Pate receives local BSA honor
By Bonnie Edwards
Published in News on April 24, 2007 1:50 PM
Mike Pate of the Pate-Dawson Co. was named the recipient of the 2007 Wayne County Distinguished Citizen Award Monday night at the Torhunta Boy Scout District's annual banquet.
Organizers say it was the most well-attended banquet they remember, with 240 people present at the Walnut Creek Country Club.
The annual fundraising banquet netted more than $22,000 for scouting programs. Tuscarora Council Scout Executive Harold Keller said more people who were unable to attend have said they will send a donation to the council in Pate's honor.

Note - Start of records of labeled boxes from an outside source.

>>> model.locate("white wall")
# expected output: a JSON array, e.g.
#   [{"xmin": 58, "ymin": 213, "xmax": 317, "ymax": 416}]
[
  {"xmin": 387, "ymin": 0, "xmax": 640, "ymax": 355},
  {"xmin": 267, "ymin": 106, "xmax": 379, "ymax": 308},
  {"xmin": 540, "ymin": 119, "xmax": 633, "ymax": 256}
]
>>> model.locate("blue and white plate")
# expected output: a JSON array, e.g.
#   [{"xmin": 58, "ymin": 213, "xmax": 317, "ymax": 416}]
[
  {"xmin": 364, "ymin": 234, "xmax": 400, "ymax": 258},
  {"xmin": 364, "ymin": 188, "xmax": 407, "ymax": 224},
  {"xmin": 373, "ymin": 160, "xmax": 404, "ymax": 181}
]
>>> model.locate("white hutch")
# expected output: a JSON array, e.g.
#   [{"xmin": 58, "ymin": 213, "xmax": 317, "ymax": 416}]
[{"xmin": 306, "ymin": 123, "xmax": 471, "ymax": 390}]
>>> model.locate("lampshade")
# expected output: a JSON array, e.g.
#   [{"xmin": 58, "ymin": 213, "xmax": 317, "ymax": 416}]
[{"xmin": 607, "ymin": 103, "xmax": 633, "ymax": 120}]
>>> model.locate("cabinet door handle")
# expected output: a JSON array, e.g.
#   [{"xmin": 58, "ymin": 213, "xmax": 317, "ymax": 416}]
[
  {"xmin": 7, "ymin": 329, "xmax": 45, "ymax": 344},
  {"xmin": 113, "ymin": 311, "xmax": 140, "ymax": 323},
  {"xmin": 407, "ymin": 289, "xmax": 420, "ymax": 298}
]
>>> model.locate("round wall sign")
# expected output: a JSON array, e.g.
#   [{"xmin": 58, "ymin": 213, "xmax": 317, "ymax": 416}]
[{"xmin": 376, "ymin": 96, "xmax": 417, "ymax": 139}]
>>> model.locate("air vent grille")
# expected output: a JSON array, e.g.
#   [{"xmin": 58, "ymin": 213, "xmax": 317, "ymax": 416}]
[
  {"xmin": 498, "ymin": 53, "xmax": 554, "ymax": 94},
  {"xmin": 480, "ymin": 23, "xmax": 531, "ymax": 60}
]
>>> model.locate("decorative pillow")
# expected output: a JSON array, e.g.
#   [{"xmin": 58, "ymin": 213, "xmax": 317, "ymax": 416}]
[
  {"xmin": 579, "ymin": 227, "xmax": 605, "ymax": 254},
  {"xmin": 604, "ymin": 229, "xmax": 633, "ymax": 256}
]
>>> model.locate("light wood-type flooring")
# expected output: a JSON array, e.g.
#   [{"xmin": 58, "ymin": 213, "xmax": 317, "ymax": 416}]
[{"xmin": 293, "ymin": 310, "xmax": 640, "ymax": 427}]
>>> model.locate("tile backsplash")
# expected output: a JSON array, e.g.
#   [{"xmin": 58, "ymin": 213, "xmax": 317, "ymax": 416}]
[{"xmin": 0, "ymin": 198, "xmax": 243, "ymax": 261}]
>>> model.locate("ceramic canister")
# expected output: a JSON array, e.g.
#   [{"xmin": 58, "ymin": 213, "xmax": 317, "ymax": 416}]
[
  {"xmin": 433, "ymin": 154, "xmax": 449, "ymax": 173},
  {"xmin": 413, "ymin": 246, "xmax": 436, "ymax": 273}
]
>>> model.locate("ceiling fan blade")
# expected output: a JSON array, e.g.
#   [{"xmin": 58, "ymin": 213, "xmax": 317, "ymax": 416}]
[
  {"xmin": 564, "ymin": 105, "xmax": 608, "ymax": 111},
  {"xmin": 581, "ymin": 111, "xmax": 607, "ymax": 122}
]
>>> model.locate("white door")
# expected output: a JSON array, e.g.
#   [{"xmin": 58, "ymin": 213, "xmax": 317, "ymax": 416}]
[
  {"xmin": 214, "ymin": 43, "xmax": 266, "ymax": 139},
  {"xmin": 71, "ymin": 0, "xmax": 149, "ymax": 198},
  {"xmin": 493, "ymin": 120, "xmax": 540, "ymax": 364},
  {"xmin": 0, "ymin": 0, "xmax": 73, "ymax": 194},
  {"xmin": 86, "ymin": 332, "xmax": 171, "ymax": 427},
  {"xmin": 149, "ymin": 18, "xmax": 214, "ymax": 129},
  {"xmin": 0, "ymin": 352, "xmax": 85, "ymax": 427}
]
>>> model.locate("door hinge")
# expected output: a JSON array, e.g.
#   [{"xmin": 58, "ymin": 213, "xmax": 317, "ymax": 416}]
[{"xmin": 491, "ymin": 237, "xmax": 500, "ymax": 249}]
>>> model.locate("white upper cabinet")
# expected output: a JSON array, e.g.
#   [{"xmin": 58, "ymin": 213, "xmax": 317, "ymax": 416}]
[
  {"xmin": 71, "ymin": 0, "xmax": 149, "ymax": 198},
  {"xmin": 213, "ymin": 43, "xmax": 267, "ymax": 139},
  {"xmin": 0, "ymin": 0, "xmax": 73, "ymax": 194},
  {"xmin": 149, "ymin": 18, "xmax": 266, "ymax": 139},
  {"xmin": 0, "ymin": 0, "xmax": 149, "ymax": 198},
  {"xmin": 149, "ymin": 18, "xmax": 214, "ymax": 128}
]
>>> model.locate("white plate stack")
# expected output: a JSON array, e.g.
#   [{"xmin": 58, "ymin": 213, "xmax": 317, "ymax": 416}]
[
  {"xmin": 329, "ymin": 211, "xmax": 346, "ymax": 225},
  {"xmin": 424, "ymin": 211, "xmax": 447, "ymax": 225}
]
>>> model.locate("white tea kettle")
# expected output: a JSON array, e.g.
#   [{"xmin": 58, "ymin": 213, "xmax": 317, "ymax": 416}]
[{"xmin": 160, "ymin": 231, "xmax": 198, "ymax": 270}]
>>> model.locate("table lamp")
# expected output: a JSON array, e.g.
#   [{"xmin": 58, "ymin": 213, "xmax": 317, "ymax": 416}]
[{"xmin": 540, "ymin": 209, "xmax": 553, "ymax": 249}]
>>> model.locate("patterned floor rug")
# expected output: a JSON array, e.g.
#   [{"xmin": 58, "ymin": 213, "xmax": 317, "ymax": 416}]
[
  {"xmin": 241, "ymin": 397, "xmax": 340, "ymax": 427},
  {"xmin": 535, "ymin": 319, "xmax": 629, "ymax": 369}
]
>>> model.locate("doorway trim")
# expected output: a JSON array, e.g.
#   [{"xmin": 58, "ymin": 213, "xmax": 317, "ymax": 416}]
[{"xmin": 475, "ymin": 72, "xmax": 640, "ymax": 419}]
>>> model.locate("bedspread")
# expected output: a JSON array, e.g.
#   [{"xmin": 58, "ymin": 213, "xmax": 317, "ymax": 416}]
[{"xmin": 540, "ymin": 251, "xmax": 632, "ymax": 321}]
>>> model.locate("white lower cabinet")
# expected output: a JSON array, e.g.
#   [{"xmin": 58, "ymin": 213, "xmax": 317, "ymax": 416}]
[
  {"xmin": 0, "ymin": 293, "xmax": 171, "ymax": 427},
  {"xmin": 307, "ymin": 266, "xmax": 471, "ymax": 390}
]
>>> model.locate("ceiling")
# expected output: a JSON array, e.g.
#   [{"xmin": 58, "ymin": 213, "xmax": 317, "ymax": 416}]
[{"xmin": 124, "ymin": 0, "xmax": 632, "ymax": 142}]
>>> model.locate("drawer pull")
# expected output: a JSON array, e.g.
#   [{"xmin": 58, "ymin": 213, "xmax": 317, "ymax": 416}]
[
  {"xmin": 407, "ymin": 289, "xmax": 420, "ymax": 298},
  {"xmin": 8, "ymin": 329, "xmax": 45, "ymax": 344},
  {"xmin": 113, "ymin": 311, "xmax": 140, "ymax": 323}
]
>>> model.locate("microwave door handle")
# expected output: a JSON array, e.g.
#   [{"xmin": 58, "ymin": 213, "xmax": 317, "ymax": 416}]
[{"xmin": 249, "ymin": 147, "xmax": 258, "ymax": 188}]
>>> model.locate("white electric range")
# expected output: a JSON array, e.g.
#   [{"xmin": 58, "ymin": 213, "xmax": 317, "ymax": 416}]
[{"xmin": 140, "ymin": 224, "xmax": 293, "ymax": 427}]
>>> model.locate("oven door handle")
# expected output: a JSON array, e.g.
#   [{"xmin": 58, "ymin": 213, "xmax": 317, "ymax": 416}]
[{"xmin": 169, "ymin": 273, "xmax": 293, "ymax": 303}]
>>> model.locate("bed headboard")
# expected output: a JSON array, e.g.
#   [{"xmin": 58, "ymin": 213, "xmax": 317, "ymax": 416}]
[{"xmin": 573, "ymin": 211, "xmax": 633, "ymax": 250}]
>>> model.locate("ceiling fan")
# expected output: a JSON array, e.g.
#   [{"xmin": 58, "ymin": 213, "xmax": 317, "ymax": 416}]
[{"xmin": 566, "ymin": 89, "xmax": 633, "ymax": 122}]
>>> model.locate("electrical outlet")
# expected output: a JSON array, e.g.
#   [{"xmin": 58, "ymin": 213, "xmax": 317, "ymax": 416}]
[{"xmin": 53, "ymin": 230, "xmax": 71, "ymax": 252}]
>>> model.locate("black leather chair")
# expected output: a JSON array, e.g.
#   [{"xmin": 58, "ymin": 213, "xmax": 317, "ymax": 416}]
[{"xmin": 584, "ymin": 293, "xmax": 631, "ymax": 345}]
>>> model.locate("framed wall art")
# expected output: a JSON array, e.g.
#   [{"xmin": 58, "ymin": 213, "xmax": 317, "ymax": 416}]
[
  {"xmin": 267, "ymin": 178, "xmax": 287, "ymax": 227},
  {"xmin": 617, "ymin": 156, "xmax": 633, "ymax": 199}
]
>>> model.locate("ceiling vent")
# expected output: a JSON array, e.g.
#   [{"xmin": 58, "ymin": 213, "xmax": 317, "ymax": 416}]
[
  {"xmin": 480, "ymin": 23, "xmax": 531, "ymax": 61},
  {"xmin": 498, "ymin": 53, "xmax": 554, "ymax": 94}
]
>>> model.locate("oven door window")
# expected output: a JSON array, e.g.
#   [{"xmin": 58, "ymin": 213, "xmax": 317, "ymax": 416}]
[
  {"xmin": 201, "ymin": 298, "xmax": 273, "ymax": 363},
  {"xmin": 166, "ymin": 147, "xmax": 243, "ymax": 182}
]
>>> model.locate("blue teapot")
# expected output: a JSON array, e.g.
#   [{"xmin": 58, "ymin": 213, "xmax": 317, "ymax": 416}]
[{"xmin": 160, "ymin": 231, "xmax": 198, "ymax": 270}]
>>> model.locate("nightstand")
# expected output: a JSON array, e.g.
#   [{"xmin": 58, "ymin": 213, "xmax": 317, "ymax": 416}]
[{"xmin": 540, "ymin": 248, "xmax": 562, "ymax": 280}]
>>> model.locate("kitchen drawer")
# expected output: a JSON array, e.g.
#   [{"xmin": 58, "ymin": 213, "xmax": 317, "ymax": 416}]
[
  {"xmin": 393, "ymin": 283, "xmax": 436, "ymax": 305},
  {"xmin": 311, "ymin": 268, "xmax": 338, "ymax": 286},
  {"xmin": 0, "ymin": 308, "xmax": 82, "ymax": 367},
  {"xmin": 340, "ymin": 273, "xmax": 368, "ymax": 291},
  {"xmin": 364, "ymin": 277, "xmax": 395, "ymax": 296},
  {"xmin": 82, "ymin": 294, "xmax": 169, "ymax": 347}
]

Pate has been actively involved in scouting for decades, having served on the Boy Scout Committee at the First Presbyterian Church and as assistant Scoutmaster. He has also been an Explorer leader.
Speakers described how well-loved Pate is among his friends, business associates and his family.
Pate is a Goldsboro native and the grandson of J.H. Pate, who founded the family business in 1885 as a retail grocery operation.
His youngest son, Tim, said his father was actively involved in shaping the food service industry in the region, and "although he stayed focused on building, he always took time to spend with his family."
Pate, 75, became a Cub Scout and joined Troop 6 at age 12. Two years later, he earned the rank of Eagle Scout. He was so popular among his fellow Scouts that he was chosen in 1947 to carry the American flag during the World Scout Jamboree held on the outskirts of Paris, France.
Pate joined the Navy after starting college and spent four years as a corpsman, tending to the wounded. He eventually returned to the University of North Carolina at Chapel Hill and upon graduating, went into the family business.
He worked in every facet of the business from sales and delivery to inventory control and purchasing until his father, J.M. Pate Sr., died in 1963. At that time, he became president of the company. Today Pate is chairman of the board of Pate-Dawson and its chief executive officer.
On Monday night he was roasted for his emotional game of golf and racquetball, his frugality and his unruly hair. His barber for the past 45 years, Kirby Dudley, said Pate was under the dryer getting a permanent wave one day when a man walked past, saying, "That's the homeliest woman I ever saw."
Pate took the ribbing with characteristic good humor.
Dortch Langston described Pate as a "tenacious, very aggressive athlete. He's one of the best all-around athletes I've ever found .... I always wondered how he could do it .... If I ever went to war, I would want Mr. Pate on my side," Langston said.
During the banquet, Mike Jochim and Gary Butler of Pocahontas Foods USA, presented Pate, an avid outdoorsman, with a new shotgun. Butler described him as "one of the finest people I've ever met."